2. Weltkrieg : Wehrmacht im Eis

Das Schlachtfeld Skandinavien während des zweiten Weltkrieges ist medial noch weitgehend unerforscht. Die Arte-Reportage "Krieg in der Arktis" beleuchtet die Operationen der Wehrmacht in Norwegen.

Gebirgseinheit
Sport im Norden. Sportfest einer Gebirgseinheit im norwegischen Kirkenes. -Foto: Arte

Jedes Jahr im Sommer, wenn das Eis am Polarkreis taut, tauchen stumme Zeugen auf: Utensilien von Soldaten, sogar Geschütze und Panzer. An der Küste rosten gestrandete Zerstörer vor sich hin, und die Hütten der Wetterstation „Haudegen“ auf Spitzbergen, wo im September 1945 die letzten Deutschen kapitulierten, gammeln vor sich hin.
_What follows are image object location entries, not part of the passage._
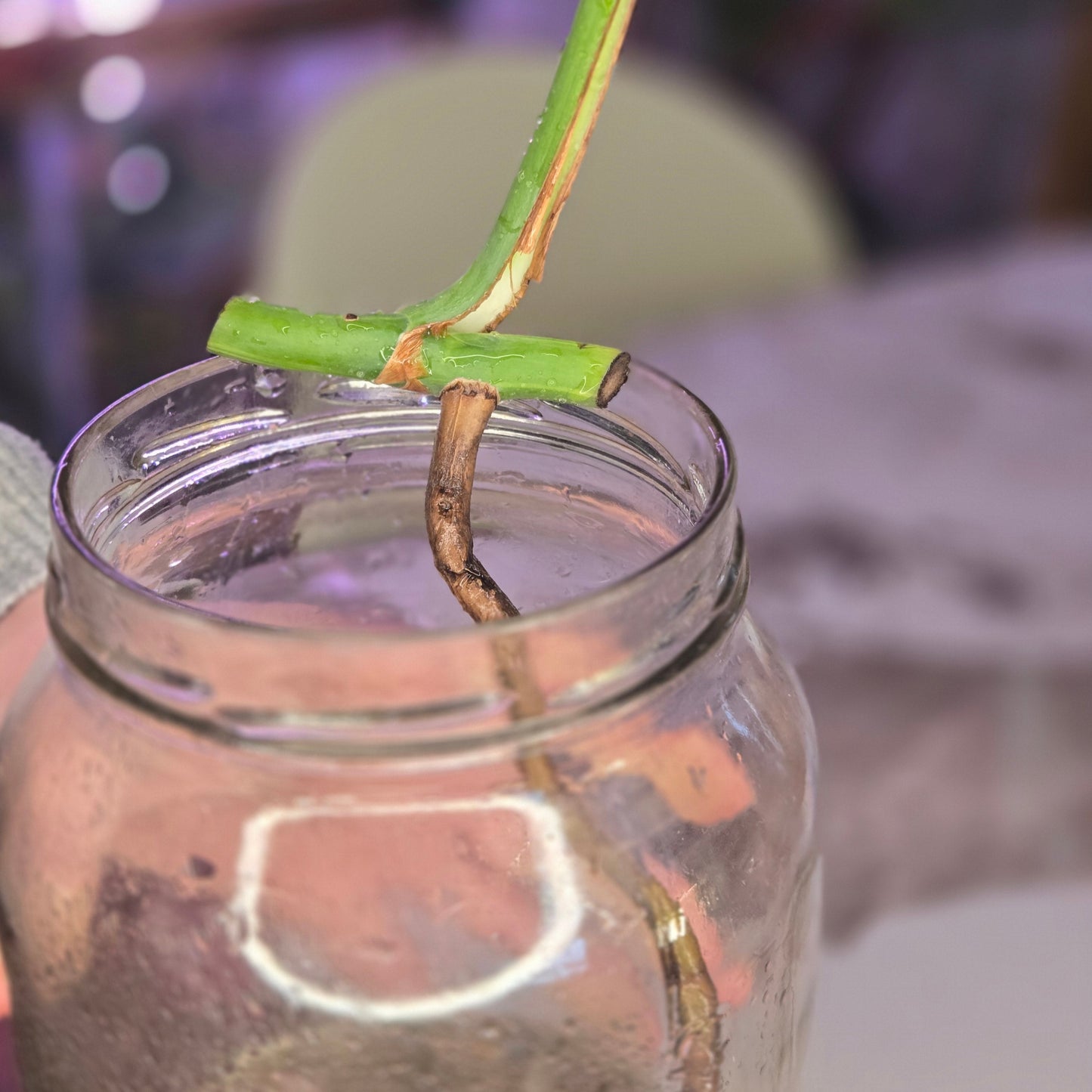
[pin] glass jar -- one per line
(267, 821)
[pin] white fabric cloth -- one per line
(25, 473)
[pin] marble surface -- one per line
(915, 456)
(991, 994)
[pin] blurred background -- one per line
(862, 230)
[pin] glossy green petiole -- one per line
(360, 346)
(448, 336)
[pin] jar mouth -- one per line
(153, 459)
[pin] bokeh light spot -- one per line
(113, 88)
(139, 179)
(116, 17)
(24, 21)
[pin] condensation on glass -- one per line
(264, 814)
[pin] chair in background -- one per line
(687, 203)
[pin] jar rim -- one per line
(115, 626)
(721, 497)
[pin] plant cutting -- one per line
(448, 346)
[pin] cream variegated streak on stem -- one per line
(515, 252)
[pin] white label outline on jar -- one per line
(561, 901)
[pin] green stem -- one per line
(360, 346)
(446, 338)
(517, 248)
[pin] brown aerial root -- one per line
(692, 1003)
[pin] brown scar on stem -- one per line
(614, 380)
(405, 365)
(535, 238)
(692, 1001)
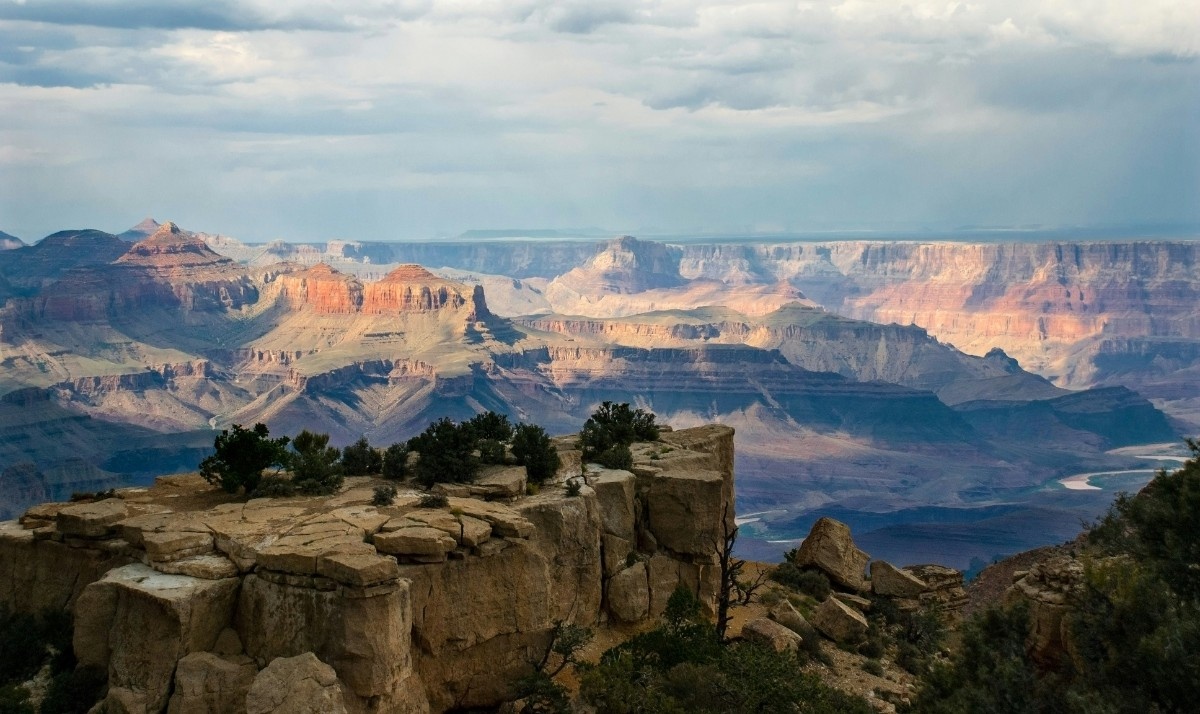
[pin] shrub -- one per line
(615, 425)
(491, 451)
(433, 501)
(395, 462)
(447, 453)
(490, 426)
(533, 449)
(383, 496)
(274, 487)
(316, 468)
(241, 455)
(359, 459)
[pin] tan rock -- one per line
(615, 491)
(771, 634)
(415, 541)
(685, 511)
(91, 520)
(358, 569)
(202, 567)
(300, 684)
(209, 684)
(501, 483)
(629, 594)
(175, 545)
(615, 553)
(889, 581)
(831, 549)
(839, 622)
(138, 623)
(784, 613)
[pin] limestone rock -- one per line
(1050, 588)
(889, 581)
(300, 684)
(615, 491)
(685, 511)
(839, 622)
(91, 520)
(771, 634)
(629, 594)
(943, 587)
(209, 684)
(787, 616)
(138, 623)
(831, 549)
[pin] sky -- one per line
(415, 119)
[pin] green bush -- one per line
(359, 459)
(395, 462)
(447, 454)
(316, 466)
(241, 456)
(490, 426)
(533, 449)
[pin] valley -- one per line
(919, 393)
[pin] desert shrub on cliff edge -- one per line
(359, 459)
(611, 429)
(681, 666)
(447, 454)
(241, 456)
(316, 467)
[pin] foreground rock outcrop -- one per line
(196, 601)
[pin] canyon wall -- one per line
(193, 600)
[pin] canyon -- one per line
(913, 389)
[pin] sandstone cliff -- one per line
(192, 600)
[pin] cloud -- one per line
(305, 117)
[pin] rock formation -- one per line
(196, 601)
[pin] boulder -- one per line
(831, 549)
(91, 520)
(685, 511)
(629, 594)
(771, 634)
(787, 616)
(209, 684)
(839, 622)
(137, 623)
(889, 581)
(301, 684)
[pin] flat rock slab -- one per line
(419, 540)
(91, 520)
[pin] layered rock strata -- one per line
(196, 601)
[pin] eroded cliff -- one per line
(195, 601)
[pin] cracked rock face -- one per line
(197, 601)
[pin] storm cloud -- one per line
(412, 119)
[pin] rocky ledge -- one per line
(196, 601)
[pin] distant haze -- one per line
(421, 119)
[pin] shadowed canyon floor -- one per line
(133, 353)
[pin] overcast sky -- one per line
(406, 119)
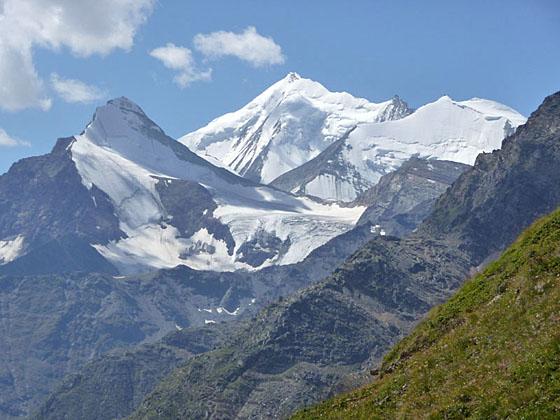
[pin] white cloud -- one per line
(7, 141)
(180, 60)
(249, 46)
(76, 91)
(85, 27)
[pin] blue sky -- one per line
(420, 50)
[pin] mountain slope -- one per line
(78, 318)
(445, 129)
(404, 198)
(312, 341)
(296, 135)
(285, 126)
(492, 350)
(124, 196)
Spuren des Zweiten Weltkriegs in Norwegen und Finnland haben Ralf Daubitz und Jens Becker für den zweiteiligen Arte-Film „Krieg in der Arktis“ entdeckt. Sie rekonstruieren darin einen Nebenschauplatz, der für den Kriegsverlauf nicht unbedeutend war und auf dem mehr als 100 000 Menschen getötet wurden.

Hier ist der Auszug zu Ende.